In old american documentaries I noticed that they would pronounce the word what with an / h / sound.

But these days it is not pronounced with the / h / sound.

I wonder if anybody would explain.

Thanks in advance.

  • 1
    What's to explain? Pronunciation changes over time, and "aspirated wh" is relatively hard to enunciate anyway - especially in words like who, but it's the same general principle with what, where, which, why,... So people have gradually stopped bothering with it at all, though you'll still hear it a lot in movies more than a few decades old. Commented Mar 16, 2020 at 15:38

1 Answer 1


It's an accent feature. Look up the wine-whine merger

Basically it means that some people, depending on their specific accent, still use the "hw" pronunciation, although in countries such as the US it seems to be diminishing. Most of the UK has undergone the merger, except for Scotland and Northern Ireland (and perhaps the Republic of Ireland, which isn't part of the UK).

I'm Scottish and the "hw" pronunciation is still very much alive here.

In Scotland words such as Wales and whales sound different, as do witch and which. For most Brits with English (from England) accents and probably most Americans, these words are homophones.

As far as how you should pronounce it, it's up to you.

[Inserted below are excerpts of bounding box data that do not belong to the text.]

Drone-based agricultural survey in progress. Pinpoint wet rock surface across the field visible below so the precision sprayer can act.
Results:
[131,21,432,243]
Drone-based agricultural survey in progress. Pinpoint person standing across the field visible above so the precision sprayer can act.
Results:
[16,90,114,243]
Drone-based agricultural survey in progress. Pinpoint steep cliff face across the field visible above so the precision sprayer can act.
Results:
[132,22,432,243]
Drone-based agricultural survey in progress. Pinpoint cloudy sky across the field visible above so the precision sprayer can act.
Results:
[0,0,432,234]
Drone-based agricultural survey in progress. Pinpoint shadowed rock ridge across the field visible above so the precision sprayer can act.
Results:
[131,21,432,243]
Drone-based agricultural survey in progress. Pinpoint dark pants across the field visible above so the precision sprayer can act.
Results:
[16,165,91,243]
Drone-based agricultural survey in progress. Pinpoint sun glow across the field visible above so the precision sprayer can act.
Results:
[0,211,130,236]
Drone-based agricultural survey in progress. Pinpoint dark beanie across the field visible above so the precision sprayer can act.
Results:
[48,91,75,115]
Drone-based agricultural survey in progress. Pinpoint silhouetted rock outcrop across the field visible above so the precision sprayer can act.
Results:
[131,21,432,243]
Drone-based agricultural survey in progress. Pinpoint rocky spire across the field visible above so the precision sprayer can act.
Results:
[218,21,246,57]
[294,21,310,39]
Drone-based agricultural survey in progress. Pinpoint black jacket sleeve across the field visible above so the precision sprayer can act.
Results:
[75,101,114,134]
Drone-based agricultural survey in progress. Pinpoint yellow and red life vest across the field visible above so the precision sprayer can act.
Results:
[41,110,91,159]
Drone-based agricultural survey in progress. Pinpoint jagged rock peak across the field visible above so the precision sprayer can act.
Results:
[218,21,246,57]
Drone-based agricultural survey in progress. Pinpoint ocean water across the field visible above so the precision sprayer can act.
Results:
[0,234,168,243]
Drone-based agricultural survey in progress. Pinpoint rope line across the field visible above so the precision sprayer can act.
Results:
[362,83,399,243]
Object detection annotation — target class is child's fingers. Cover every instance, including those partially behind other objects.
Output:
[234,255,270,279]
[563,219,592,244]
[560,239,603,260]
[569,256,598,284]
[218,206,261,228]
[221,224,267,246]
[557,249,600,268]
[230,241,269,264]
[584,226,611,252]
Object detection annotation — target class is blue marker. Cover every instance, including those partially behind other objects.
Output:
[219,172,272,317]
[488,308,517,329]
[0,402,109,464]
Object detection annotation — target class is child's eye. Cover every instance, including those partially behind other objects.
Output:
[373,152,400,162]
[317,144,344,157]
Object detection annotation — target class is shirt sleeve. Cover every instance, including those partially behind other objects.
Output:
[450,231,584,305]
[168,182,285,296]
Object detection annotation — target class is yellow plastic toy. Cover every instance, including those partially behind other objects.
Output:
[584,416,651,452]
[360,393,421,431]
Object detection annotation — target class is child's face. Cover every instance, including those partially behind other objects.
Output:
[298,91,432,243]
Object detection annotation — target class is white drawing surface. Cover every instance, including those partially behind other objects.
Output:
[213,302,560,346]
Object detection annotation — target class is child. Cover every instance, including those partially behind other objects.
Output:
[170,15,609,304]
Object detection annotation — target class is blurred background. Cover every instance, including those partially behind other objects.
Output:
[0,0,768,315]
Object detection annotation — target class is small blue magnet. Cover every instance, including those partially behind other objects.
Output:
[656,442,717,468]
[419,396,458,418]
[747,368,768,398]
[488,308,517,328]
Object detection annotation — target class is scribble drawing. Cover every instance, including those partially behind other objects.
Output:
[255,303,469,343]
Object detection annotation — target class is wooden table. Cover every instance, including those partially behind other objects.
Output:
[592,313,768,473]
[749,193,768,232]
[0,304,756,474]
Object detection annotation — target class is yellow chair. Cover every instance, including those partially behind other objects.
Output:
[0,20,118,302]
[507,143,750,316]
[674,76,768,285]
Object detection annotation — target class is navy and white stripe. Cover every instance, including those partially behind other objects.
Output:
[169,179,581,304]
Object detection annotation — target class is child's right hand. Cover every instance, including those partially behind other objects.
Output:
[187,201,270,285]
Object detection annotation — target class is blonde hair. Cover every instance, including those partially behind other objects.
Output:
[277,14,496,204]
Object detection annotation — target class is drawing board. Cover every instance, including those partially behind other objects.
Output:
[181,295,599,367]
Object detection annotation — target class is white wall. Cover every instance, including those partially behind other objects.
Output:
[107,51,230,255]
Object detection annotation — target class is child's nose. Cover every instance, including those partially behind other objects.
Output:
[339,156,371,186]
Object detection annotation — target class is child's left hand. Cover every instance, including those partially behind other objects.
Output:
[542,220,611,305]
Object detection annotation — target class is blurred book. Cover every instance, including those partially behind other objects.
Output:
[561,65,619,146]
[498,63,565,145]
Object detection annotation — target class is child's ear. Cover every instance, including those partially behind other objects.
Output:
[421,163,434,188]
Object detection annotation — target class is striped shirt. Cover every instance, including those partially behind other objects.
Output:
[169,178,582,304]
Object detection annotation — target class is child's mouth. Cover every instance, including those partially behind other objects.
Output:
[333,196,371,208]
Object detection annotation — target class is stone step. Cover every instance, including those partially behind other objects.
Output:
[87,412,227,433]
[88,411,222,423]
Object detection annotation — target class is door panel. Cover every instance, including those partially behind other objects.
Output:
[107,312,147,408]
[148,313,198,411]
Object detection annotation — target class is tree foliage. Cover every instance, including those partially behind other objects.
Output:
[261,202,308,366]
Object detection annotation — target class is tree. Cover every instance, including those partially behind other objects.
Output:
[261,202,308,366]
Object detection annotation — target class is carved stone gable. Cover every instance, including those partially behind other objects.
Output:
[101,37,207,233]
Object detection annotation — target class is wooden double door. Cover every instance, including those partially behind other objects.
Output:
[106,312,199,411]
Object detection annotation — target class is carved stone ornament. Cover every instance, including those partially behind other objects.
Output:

Using the "hw" pronunciation is not a barrier to understanding, although I'd say the merger is more common today among native English speakers around the world.

You might find it interesting that the OED lists /hwɒt/ as the pronunciation of "what", and /hweɪl/ as the pronunciation of "whale", with no mention of wine-whine merger alternatives. I assume that's because the OED primarily uses RP as the defacto pronunciation.